Another possible optimization would be to reduce the number of bits for the synapse indexes. For example, you could instead use 11 bits for indexes, and use the middle value (1024) as the cell’s own index. This would mean that a cell could only connect to 2048 potential other cells (that are within range 1024 of its own position). Used in conjunction with the previous optimization, this would reduce the total layer memory usage to 154 MB.
Obviously the more abstractions applied that deviate from the biology, the less likely the system will behave as expected, so would require some testing to determine the cost.
To explain my thoughts on the first 32 bits of the memory layout, I was thinking from the perspective of a 32 bit x86 register.

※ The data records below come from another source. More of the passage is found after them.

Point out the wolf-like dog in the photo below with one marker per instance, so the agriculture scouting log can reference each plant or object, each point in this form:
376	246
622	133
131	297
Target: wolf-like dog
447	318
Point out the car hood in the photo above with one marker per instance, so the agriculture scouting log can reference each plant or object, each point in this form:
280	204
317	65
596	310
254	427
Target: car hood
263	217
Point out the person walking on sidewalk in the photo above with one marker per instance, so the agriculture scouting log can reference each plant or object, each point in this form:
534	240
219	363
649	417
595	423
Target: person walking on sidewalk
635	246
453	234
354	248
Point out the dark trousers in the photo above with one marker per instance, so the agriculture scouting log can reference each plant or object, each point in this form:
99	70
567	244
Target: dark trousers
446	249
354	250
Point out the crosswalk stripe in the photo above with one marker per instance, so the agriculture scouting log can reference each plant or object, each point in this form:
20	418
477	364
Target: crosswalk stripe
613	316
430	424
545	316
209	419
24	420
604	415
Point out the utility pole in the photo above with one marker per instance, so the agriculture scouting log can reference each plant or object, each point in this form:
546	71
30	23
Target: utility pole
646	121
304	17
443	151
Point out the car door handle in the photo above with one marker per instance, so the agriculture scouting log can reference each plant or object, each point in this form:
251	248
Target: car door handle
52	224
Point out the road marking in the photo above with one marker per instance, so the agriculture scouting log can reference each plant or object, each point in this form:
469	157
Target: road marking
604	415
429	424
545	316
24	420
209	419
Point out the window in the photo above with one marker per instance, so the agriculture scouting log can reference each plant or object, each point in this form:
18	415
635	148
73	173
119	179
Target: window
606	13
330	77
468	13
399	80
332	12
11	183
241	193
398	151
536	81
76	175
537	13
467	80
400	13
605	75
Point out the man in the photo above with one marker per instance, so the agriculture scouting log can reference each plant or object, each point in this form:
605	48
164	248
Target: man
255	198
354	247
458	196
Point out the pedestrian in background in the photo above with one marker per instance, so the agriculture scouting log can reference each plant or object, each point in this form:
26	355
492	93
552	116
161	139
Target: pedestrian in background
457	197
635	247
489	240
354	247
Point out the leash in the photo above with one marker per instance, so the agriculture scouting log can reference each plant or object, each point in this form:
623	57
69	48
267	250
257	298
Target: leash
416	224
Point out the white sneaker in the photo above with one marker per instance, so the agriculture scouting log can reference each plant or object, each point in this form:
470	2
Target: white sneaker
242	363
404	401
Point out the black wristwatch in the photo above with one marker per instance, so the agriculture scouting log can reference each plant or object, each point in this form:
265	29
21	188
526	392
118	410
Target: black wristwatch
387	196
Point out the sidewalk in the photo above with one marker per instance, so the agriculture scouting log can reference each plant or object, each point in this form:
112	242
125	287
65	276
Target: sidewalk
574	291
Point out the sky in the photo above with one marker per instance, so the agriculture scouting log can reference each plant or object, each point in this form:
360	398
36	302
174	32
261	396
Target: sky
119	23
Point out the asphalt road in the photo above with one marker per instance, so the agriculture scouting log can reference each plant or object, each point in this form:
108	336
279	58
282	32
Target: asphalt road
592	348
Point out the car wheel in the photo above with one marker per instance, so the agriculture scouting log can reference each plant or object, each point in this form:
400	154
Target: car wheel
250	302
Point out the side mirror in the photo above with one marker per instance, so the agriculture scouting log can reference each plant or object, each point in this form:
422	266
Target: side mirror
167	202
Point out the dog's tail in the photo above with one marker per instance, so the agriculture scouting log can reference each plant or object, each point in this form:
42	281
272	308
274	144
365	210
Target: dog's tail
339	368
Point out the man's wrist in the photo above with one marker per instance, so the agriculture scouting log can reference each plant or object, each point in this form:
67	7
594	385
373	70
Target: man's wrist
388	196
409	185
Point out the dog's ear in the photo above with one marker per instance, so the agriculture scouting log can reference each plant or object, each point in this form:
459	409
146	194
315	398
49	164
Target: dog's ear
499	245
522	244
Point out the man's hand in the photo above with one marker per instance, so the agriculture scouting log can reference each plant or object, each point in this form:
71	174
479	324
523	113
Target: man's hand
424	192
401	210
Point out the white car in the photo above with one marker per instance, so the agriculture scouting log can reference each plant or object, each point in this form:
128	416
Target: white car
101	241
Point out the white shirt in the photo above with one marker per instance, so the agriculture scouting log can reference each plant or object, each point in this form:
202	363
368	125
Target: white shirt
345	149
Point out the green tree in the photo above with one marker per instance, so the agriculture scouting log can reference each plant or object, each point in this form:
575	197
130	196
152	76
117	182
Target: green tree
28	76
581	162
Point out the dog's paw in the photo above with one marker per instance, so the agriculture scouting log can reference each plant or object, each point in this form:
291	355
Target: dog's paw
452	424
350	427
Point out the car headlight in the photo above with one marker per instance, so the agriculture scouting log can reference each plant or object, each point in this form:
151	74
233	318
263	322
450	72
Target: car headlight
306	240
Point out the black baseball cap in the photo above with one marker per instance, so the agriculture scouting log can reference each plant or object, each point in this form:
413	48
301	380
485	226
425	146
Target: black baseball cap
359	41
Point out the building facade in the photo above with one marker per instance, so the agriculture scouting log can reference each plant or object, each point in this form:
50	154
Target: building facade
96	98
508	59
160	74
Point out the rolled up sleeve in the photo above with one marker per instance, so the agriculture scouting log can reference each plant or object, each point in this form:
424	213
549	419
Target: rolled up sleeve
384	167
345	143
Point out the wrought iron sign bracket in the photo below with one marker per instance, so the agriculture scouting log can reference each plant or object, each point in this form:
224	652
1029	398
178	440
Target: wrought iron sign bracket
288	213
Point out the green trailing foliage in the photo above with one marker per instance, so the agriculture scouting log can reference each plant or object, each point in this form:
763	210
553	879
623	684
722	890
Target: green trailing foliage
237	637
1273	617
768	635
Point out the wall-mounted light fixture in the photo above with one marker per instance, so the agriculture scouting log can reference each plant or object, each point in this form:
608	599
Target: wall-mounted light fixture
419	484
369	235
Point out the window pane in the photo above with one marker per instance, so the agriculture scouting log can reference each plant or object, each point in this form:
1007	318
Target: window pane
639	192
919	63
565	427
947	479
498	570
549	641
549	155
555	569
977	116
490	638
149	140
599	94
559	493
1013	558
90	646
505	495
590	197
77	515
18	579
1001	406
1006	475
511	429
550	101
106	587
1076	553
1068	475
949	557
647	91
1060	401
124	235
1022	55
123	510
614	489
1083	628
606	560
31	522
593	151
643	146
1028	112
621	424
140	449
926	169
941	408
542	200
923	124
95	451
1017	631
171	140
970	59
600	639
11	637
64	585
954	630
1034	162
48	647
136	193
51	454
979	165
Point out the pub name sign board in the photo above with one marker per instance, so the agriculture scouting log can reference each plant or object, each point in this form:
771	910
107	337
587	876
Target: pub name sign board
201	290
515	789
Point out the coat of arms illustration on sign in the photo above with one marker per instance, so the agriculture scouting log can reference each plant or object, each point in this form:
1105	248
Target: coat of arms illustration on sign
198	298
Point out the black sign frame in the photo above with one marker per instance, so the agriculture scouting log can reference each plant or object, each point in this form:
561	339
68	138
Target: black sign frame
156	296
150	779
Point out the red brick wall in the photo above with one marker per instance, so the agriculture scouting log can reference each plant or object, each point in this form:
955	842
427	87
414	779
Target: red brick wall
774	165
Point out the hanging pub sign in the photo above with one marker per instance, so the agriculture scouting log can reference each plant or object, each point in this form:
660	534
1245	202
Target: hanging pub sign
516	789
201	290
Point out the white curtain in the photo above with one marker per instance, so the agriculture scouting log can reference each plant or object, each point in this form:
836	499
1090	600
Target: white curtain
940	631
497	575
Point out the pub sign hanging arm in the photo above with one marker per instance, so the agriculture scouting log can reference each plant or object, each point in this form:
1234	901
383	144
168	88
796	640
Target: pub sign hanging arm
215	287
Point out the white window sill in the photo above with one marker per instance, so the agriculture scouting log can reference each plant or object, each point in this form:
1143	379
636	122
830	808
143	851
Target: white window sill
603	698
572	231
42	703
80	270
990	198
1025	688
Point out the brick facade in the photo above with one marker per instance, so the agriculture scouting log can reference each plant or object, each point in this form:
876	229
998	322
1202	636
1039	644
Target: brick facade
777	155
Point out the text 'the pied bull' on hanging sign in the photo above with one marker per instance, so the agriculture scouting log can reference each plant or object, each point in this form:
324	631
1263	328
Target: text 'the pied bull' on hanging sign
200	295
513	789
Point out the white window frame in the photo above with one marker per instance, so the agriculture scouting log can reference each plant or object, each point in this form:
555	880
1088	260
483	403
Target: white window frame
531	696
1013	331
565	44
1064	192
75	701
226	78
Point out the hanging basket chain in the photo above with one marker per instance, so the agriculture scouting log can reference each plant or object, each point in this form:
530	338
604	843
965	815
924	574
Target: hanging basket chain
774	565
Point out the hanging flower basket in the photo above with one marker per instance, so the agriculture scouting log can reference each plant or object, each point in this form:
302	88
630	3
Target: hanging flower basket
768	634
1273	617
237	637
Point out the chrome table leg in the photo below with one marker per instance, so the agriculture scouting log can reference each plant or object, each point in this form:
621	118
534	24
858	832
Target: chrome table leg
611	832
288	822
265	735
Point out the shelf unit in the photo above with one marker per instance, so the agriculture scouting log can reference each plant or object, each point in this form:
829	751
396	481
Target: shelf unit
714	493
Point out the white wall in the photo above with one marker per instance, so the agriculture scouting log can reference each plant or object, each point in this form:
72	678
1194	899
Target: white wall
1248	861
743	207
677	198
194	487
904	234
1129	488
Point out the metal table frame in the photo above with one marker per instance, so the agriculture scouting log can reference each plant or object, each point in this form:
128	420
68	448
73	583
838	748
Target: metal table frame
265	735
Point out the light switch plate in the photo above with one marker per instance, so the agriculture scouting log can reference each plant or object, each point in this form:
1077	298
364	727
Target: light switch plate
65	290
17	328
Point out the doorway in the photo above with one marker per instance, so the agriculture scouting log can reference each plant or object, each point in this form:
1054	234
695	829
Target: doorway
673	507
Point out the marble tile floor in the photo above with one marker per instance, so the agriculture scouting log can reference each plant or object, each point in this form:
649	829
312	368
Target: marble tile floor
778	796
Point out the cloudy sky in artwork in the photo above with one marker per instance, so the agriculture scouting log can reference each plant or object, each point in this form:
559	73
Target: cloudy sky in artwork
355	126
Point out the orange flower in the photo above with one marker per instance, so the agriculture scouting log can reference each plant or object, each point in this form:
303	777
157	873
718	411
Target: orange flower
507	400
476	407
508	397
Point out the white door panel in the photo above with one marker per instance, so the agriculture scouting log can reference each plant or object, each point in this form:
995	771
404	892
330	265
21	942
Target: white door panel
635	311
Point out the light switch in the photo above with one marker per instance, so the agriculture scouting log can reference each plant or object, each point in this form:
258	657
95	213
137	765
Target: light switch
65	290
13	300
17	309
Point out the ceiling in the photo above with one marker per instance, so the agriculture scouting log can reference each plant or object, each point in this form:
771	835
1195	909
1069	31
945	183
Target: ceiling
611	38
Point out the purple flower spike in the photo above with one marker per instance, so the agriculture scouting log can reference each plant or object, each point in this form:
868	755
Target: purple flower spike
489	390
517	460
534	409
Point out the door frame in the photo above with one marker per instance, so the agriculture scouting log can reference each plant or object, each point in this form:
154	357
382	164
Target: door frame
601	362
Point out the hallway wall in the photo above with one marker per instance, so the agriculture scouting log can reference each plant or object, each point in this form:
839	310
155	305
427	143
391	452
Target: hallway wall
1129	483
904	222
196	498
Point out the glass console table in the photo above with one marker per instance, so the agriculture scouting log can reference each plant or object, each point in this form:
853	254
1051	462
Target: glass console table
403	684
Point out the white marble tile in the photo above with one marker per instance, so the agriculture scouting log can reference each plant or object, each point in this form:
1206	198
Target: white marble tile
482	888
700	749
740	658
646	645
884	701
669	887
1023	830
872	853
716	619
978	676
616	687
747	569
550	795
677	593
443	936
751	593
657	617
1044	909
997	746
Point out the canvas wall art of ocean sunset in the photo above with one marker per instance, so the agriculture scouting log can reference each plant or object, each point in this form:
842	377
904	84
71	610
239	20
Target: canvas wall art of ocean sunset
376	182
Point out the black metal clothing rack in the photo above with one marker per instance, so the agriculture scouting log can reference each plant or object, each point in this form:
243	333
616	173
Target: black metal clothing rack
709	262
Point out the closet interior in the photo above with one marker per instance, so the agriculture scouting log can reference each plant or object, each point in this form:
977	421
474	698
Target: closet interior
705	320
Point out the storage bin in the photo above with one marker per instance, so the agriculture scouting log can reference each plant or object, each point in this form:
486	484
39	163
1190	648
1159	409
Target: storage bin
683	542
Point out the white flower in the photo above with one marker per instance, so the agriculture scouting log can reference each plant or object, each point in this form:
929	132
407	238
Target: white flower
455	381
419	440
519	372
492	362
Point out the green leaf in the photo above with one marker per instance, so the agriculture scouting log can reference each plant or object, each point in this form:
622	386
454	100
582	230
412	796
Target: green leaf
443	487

For reference:
Placing the bit for active state in the most significant bit of AH, and the bit for predictive state in the next most significant bit, this arrangement would allow for some fast operations for storing history of the cell’s active and predictive states.
For example, with the above arrangement, a couple of shift operations will push previous history back one slot, move the current state into the first history slot, and clear the bits for the next cycle:
shl eax, 1
shr ax, 2
Of course, a history of predictions is probably not very useful, so instead shifting ax right one slot then walking through the cell’s connections, AND’ing the active bit from T-1, T-2, T-3, etc would be much more useful (for predicting the cell’s state 1, 2, 3, etc steps into the future).
Anyway, I’m curious to get some ideas from other folks on memory layout strategies.